Bilan 2013 : restons vigilants !

Edito du bulletin Solidarité Guatemala 206 (décembre 2013)

Alors que la première année du nouveau cycle maya s’achève, l’occasion se présente de revenir sur l’actualité des derniers mois. Le procès de Ríos Montt a été sans nul doute le grand événement de cette année 2013. Même si le verdict qui condamnait l’ancien président de facto à 80 ans de prison a été annulé dans la foulée par la Cour Constitutionnelle, la force de cette sentence pour génocide et crimes contre l’humanité demeure. Le procès devrait reprendre officiellement en janvier 2015, sans qu’aucune certitude n’existe pour les victimes et la prise en charge de leurs témoignages. C’est pourquoi il est important de défendre ce verdict comme le faisait récemment CALDH (Centre d’Action Légale pour la Défense des Droits de l’Homme) lors d’une rencontre sur la justice transitionnelle en rappelant qu’il reste légal et légitime en dépit de son annulation. Nos volontaires ont été présents lors des audiences pour vous informer au mieux à travers ce bulletin et notre site internet et nous poursuivrons ce travail d’information en 2014 pour démêler les évolutions récentes et diffuser une information libre et de première main. Nous organiserons prochainement un événement majeur sur ce procès historique en présence d’invités de premier plan, nous vous tiendrons informés très prochainement.
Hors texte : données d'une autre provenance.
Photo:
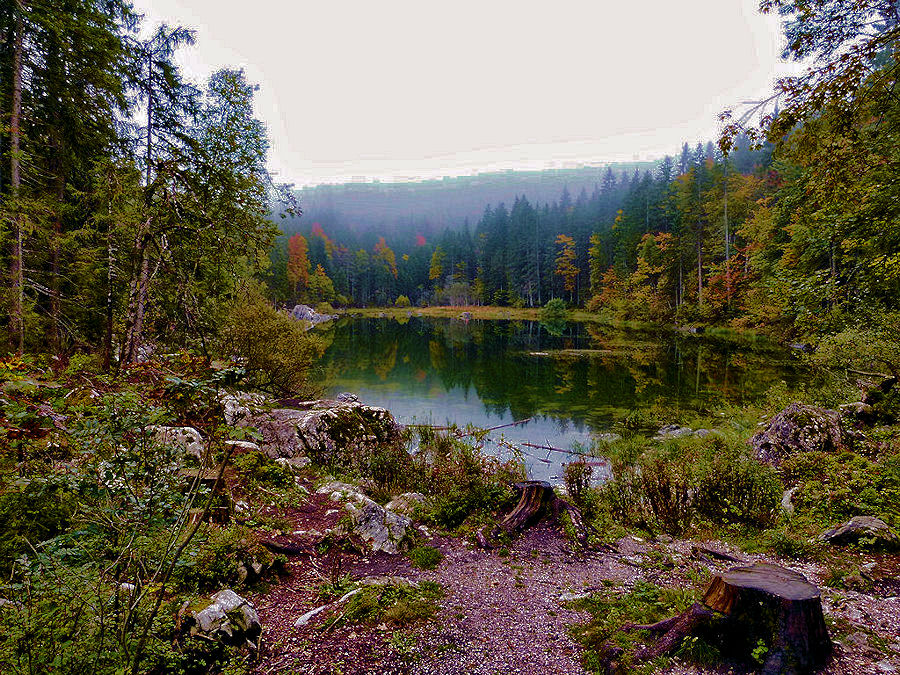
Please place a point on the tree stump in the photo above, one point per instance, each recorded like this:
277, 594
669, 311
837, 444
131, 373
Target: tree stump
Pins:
774, 605
534, 499
537, 499
748, 607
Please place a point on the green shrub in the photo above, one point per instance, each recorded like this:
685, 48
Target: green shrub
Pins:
214, 560
397, 604
275, 350
669, 487
577, 477
609, 610
734, 488
255, 468
425, 557
325, 308
31, 513
460, 481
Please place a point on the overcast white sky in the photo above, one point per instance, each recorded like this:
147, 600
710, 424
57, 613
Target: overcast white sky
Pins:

L’année qui démarre risque d’être pleine de tensions. Ce sera d’abord une année pré-électorale et la campagne semble avoir déjà commencé (si l’on peut dire qu’elle s’est réellement interrompue depuis la victoire du Parti Patriote). Plusieurs nominations importantes vont avoir lieu dans l’institution judiciaire, notamment au sein de la Cour Suprême de Justice qui va renouveler ses magistrats et son président. Celui-ci sera à la tête de la commission de postulation pour la désignation du Procureur général qui aura aussi lieu en 2014. Le choix en 2010 de l’actuelle procureure, Claudia Paz y Paz, s’était fait dans la douleur après que le gouvernement ait nommé un magistrat contesté. L’intégrité et le travail de Paz y Paz ont été essentiels pour amorcer des changements importants et notamment initier le procès de Ríos Montt. C’est pourquoi l’inquiétude est grande de voir nommer des personnes corrompues, ce qui signifierait un grave retour en arrière et une victoire de l’impunité.

Le climat actuel de criminalisation et de persécution des défenseurs illustre déjà ces dérives, nous avons pu l’observer lors du procès pour génocide ou des détentions arbitraires de dirigeants à l’occasion des états de siège récents. La parole publique se libère comme le montrent les déclarations scandaleuses du ministre de l’Intérieur, Mauricio López Bonilla, qui accusait en novembre les défenseurs se rendant à la Commission Interaméricaine des Droits de l’Homme d’être des « pandilleros » (intégrants d’une bande criminelle) et d’avoir recours au chantage et à l’extorsion. Cette sémantique ancienne héritée du conflit armé est gravissime lorsqu’elle est utilisée par des dirigeants publics car elle pourrait légitimer certaines attaques contre les militants de la société civile et exacerber les tensions auxquels ils font déjà face.

Pour faire face à ces menaces contre les défenseurs, qu’elles soient verbales ou physiques, notre présence sur le terrain reste fondamentale, notamment auprès des membres de l’Association pour la Justice et la Réconciliation et des défenseurs de Barillas particulièrement pris pour cible cette année. Nous avons actuellement quatre accompagnateurs répartis dans les différentes équipes régionales : ces jeunes sont la force du Collectif Guatemala et seront les prochains à reprendre le flambeau de l’association une fois rentrés en France.